And there I shall rest,
Where the waters descend,
Dear River Thames,
For the ride, I must confide,
That you are my friend»

Londra non era mai stata bella come quella sera. Il profumo dell’aria era freddo e tagliente come un coltello d’argento e le luci flebili del traffico correvano via come sfere riflesse sulla lama dello stesso. Il rombo dei motori era rimbombava ovattato nei suoi condotti uditivi. Provò a socchiudere gli occhi, cercò di trasfigurarlo prima che l’impulso penetrasse dolorosamente nella sua mente e si sforzò di imprimergli un’intonazione più flautata, come quella della Breva di cui aveva amato riempirsi i polmoni in giorni più lieti. Purtroppo la realtà è un lampo impossibile da superare in velocità e l’immaginazione ha le gambe troppe corte per poter competere con essa: quella era Londra, non Moltrasio. Era lontano migliaia di chilometri da quell’idillio che aveva costituito il suo sogno bucolico di una vita normale che lo trascinava da quegli interminabili pomeriggi passati nascosto dietro la porta ad ascoltare le urla rabbiose dei suoi genitori. Lontano.

Eppure Londra quella sera non faceva male. Era diventata il suo rifugio. Aveva circoscritto il suo mondo entro le rive del Tamigi e considerava le sue acque luride la metafora della sua condizione. Masochisticamente adorava riempirsi di questa malinconica figura retorica. Il riflesso della sua esile cerea sagoma nelle acque grigie del fiume sembrava costituire lo spettro di un passato non troppo lontano, ma allo stesso tempo impossibile da riconquistare: infrangere la superficie con un semplice dito avrebbe costituito un tentativo inutile di aggrapparsi a una speranza ormai destinata a frantumarsi e mai ricomporsi. Eppure quel flusso inarrestabile, sebbene portatore di sudiciume e di segreti sordidi, non si fermava mai e continuava a fluire sotto i suoi piedi, mentre egli ne scrutava i riflessi e le lievi increspature dall’alto del Westminster Bridge: denso e melmoso era il suo letto, ma il suo procedere imperioso aveva una dignità così alta che non potè fare a meno di rimanerne colpito. Gli sembrava di cogliere per la prima volta lo spirito della città in cui aveva vissuto per anni da quando aveva coronato il suo sogno di fuga da Teignmouth. Stringendo le dita al cornicione verde, sentì una nuova energia penetrare il suo epitelio, raggiungendo con rapidità inusuale il suo cuore, il quale prese a battere come un metronomo impazzito. Come l’acqua del Tamigi, aveva cercato di nascondersi dietro luci ed effetti speciali, dietro risate e borbottii all’apparenza normali, ma la verità che giaceva al di là della sua sottile pelle lattiginosa era intrisa di profonda delusione e lacerata da una sofferenza che riversava il sangue delle sue ferite nelle sue lacrime. Ma quella condizione era destinata a morire.
Non gli rimaneva altro che allontanarsi dalla gelida sponda del fiume e darle definitivamente le spalle.
Era giunta per lui l’ora di aprire il cuore all’energia vitale di Londra e di tornare a respirare. Eppure il momento sembrava ancora troppo lontano.
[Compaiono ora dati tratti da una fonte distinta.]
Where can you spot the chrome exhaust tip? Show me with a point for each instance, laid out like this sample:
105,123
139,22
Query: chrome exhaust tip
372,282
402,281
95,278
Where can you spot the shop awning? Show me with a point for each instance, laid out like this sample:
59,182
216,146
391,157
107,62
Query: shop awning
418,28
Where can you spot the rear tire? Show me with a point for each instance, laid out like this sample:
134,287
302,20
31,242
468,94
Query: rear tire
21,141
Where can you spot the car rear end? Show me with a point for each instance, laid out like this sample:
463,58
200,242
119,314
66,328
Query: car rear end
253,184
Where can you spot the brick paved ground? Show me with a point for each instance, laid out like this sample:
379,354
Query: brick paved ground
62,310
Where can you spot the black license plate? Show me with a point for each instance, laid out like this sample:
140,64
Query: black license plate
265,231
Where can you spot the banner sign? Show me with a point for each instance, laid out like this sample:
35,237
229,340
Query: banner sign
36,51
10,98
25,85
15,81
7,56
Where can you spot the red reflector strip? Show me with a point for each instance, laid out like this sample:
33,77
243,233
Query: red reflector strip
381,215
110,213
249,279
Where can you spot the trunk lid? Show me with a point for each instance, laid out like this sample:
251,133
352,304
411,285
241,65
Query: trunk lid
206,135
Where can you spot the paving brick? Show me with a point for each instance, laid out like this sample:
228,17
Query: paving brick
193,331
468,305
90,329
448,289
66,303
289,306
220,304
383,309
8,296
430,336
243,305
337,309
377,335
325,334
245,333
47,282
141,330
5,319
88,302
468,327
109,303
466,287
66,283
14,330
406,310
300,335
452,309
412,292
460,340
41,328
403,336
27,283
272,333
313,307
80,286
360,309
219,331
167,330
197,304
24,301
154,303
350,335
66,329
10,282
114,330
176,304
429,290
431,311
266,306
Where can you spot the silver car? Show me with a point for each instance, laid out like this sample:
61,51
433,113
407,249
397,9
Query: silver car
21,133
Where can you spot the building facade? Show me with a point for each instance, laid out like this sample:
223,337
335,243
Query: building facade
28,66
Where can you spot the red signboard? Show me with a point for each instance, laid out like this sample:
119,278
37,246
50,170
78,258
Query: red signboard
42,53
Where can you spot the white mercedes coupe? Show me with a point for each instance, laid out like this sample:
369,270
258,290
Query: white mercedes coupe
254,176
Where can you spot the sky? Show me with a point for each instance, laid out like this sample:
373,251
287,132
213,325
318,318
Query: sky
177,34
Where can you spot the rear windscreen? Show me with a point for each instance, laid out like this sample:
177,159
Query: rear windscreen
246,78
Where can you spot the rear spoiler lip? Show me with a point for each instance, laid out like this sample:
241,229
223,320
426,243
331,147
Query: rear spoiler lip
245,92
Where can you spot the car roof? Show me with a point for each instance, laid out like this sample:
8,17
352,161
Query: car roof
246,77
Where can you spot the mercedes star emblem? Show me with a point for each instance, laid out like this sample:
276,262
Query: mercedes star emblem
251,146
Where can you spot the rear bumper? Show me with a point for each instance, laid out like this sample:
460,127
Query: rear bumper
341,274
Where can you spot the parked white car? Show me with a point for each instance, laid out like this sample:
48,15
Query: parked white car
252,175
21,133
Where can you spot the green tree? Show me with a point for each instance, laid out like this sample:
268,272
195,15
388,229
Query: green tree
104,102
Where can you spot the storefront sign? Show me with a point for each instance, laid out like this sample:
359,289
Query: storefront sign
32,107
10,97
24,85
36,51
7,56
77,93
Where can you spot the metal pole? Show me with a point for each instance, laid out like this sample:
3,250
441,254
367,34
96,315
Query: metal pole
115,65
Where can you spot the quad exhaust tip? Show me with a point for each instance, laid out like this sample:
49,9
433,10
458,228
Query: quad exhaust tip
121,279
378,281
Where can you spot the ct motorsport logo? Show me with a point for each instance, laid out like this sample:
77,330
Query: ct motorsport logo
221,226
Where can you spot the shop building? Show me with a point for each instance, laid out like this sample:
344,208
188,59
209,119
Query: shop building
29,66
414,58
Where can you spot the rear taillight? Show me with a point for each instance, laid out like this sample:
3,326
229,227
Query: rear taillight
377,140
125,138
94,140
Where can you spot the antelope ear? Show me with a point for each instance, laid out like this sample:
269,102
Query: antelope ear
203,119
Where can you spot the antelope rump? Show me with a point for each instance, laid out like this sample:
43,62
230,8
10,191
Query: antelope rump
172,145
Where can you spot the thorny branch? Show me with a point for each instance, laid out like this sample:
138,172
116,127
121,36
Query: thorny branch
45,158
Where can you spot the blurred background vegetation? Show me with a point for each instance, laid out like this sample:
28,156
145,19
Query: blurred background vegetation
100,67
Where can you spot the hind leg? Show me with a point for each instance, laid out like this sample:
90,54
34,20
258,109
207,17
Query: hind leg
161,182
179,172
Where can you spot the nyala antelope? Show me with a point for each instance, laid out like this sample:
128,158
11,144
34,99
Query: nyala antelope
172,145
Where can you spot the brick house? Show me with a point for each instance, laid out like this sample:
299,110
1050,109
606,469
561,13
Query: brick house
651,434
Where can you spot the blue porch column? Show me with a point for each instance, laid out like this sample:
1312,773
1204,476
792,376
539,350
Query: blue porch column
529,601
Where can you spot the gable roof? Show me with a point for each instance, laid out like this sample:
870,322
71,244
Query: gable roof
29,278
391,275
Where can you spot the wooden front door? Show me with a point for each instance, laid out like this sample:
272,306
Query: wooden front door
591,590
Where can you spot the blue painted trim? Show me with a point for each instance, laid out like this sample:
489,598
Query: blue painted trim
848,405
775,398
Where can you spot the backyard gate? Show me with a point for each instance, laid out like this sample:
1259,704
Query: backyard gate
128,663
È difficile dire addio a un sogno. Dopo otto anni di promesse, di lotte, di fughe, di aerei, di progetti di vita, di telefonate infinite per illudersi di non avere un oceano di mezzo, era stato difficile prendere tutto, appallottolarlo come un semplice foglio di carta e scagliarlo via dalla finestra. Dopo aver urlato a tutto il mondo l’amore che provava per lei, dopo aver abbandonato la sua patria natia per lei, dopo aver detto di no alle donne che avevano figurato nei suoi sogni erotici adolescenziali per lei, l’attesa aveva ceduto il passo all’impazienza e nel giro di pochi mesi la pace che aveva contraddistinto un rapporto dai tratti favolosi era precipitata in una guerra combattuta senza pietà a colpi di telefonate, di visite inaspettate e di ripicche infantili. Com’era possibile che una storia d’amore così forte e ruggente fosse finita in maniera così frivola, dietro il pretesto creato da un’incomprensione per un video postato su internet? Forse lui avrebbe dovuto rintanarsi nell’ansia scatenata da quella situazione invivibile, nascondersi agli occhi del mondo per non mostrare come si sentiva e isolarsi dai suoi stessi amici. Ma questi ultimi, essendo tali, non avevano voluto lasciarlo in balia della sua frustrazione e avevano tentato infinite volte di strappare via dai suoi occhi azzurri quel velo opaco che offuscava il suo sguardo e tirava il suo mento verso il petto. L’unica sera in cui vi erano riusciti era stata quella che aveva fatto precipitare le sorti del conflitto e non ancora riusciva a decidere se questo fosse stato un bene o un male.
Le mani tremavano di rabbia e freddo. Le prime gocce di pioggia iniziarono a graffiare lentamente le sue palpebre già umide di lacrime nervose. Era ottobre e l’aria di Londra era già carica di quell’aroma invernale che sapeva di camini accesi e tubi di scappamento bollenti. Quanti mesi erano passati? Provò a contarli, ma la mente era ancora ancorata alla visione delle torbide acque del Tamigi che ormai avevano perso ogni forma netta nel buio della sera. Dov’erano le sponde? Dove iniziava e dove finiva il flusso della corrente? Quelle che vedeva erano increspature della superficie o le sagome delle luci deformate dal pianto che non riusciva più a soffocare? Premette i polpastrelli sulle palpebre nel vano tentativo di spingere dentro la manifestazione di quel dolore dal quale non era mai riuscito davvero a evadere, ma fu tutto vano: fu come immergere la mano in un vaso colmo d’acqua.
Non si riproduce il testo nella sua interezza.